Lusaka, 1 April 2026
In Zambia’s legal history, there are rulings that settle a dispute between parties — and then there are rulings that speak to an entire system. The judgment handed down on 1st April 2026 by the Court of Appeal in Application No. 007/2026 belongs firmly in the second category. What makes it all the more remarkable is who delivered it: three of Zambia’s most distinguished female jurists, sitting together as a full panel, speaking with one authoritative voice.
Lady Justices A. M. Banda-Bobo, A. N. Patel S.C., and Y. Chembe did not merely resolve an application before them. They drew a clear and unambiguous line in the sand against the growing abuse of ex parte court orders and the weaponisation of Zambia’s corporate insolvency framework — conduct the Court described, without equivocation, as an abuse of judicial process that could no longer be countenanced.

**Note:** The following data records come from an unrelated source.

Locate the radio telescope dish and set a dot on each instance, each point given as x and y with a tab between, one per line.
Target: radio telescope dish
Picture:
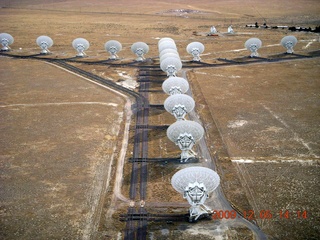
289	42
6	39
171	66
140	48
185	134
44	42
179	105
174	55
195	183
113	47
175	85
195	49
253	44
165	51
80	44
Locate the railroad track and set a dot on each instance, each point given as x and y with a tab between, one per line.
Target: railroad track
137	228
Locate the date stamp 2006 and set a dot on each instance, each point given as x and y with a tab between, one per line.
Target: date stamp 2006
263	214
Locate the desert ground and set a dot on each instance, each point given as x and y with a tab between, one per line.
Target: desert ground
65	140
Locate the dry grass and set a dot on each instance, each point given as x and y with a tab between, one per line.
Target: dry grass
253	94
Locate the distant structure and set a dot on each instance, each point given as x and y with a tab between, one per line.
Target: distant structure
195	184
213	30
140	48
230	29
289	42
179	105
195	49
169	54
113	47
6	39
253	44
175	85
81	45
165	51
171	65
185	134
44	42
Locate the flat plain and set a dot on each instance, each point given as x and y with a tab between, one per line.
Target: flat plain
60	134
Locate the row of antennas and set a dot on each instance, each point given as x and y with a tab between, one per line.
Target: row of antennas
194	183
141	48
80	45
183	133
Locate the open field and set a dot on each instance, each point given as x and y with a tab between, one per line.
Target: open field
61	135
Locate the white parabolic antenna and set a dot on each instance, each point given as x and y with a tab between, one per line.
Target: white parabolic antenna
175	85
185	134
253	44
140	48
44	42
195	183
6	39
179	105
81	45
289	42
171	66
195	49
113	47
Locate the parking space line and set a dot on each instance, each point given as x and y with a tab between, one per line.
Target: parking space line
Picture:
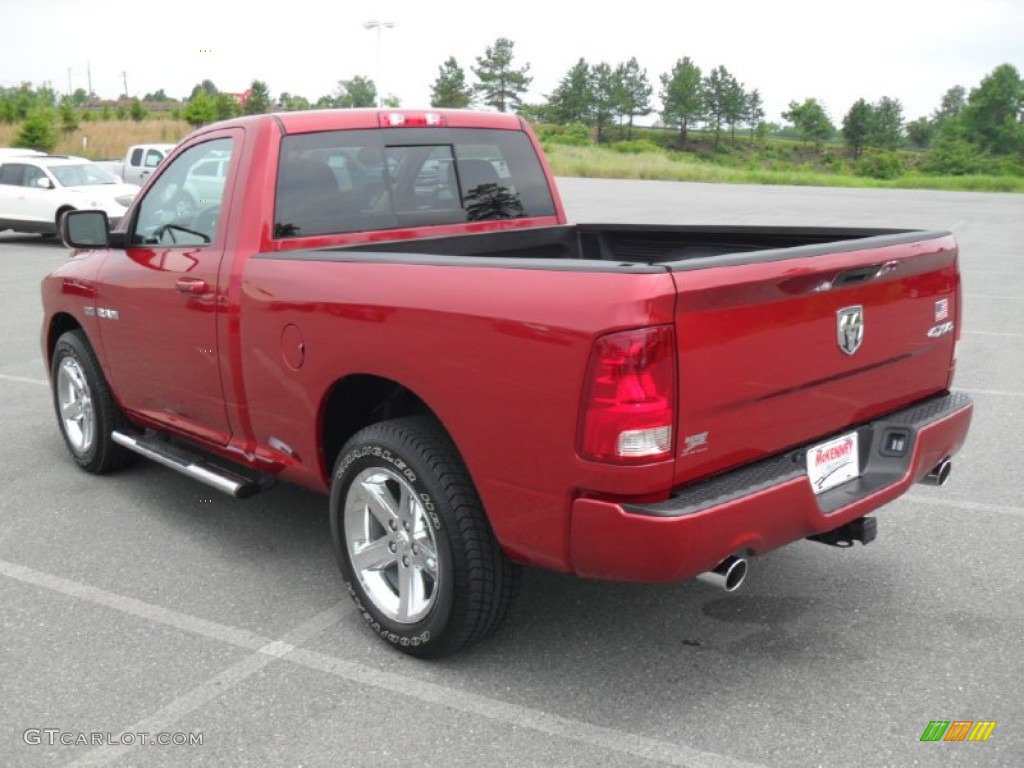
503	713
993	333
166	717
25	380
996	392
148	611
945	501
506	713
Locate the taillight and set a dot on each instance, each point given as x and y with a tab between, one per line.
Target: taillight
411	119
629	404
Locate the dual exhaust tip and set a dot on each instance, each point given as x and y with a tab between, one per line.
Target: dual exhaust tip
939	474
728	574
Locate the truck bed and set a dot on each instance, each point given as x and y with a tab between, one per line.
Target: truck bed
628	247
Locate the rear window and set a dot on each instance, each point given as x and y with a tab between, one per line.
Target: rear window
347	181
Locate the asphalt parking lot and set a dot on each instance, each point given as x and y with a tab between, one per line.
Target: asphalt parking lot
131	604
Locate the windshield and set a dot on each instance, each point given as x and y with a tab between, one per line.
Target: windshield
82	175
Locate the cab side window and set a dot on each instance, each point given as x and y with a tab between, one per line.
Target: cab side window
11	174
182	207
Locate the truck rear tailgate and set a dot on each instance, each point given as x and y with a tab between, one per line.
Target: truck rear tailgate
783	350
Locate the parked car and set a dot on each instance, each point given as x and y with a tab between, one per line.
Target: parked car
17	152
391	308
37	190
138	162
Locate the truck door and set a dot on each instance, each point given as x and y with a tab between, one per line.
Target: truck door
151	160
133	164
161	297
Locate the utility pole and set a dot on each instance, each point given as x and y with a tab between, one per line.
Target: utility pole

THE PANEL THAT RESTORED ORDER
The ruling was delivered in a matter that had descended, in the Court’s own words, into something resembling a “James Bond” production — theatrical, fast-moving and full of procedural stunts. Applications had been filed carelessly, case numbers used interchangeably, illegible documents placed before the court, and what appeared to be confidential client communications inadvertently included in court records. Chaos, in short, had taken hold of the proceedings.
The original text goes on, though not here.